El martes 5 de junio, después de anunciar entre lágrimas que dimitía como presidente del PP, Rajoy se fue a comer a Narciso, una brasserie de la calle Almagro de Madrid. Allí se encerró siete horas en un reservado con la cúpula del PP, María Dolores de Cospedal, Fernando Martínez-Maillo, Javier Maroto, Andrea Levy, Pablo Casado y Javier Arenas. “Bueno, ¿qué se cuenta? Vosotros qué creéis, ¿quién se va a presentar?”, preguntó. Lo hizo de forma relajada, aparentando verdadero desconocimiento (“¿ah, sí, eso se dice?”) y bromeando sobre quiénes entre los candidatos se llevaban mejor o peor.

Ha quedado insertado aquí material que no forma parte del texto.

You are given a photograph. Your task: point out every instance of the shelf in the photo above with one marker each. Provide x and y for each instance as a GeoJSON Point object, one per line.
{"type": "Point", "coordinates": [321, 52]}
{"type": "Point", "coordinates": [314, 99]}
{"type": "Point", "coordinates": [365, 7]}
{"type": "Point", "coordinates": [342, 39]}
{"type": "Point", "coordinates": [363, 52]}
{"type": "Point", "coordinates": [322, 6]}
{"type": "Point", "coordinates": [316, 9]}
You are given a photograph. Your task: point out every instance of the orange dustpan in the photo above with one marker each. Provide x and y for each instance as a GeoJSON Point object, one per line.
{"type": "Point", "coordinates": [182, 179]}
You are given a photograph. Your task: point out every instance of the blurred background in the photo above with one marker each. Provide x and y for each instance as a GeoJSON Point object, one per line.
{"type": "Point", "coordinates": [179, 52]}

Los comensales, que habían asistido horas antes a la despedida del Rajoy político, presenciaban el estreno del ciudadano Rajoy, un hombre tan brutalmente separado del poder como liberado de responsabilidades. Ya en medio de la moción de censura, cuando supo que el PNV la apoyaría, llamó a su amigo Francisco Riquelme, que lo sustituyó en el registro casi 30 años. Riquelme recuerda lo que le dijo: “Paco, lo que hablamos tantas veces. Mevuelvo ami plaza de registrador y me olvido de la política. Me voy sin que me echen ni mi partido ni las urnas. Por muy constitucional que sea la moción de censura, se ha instrumentalizado para desalojar al partido y a mí del Gobierno”.
Obviaba en su versión el origen de la moción, la condena que prueba la corrupción sistémica del partido que preside y que pone en tela de juicio su propio testimonio en el juicio.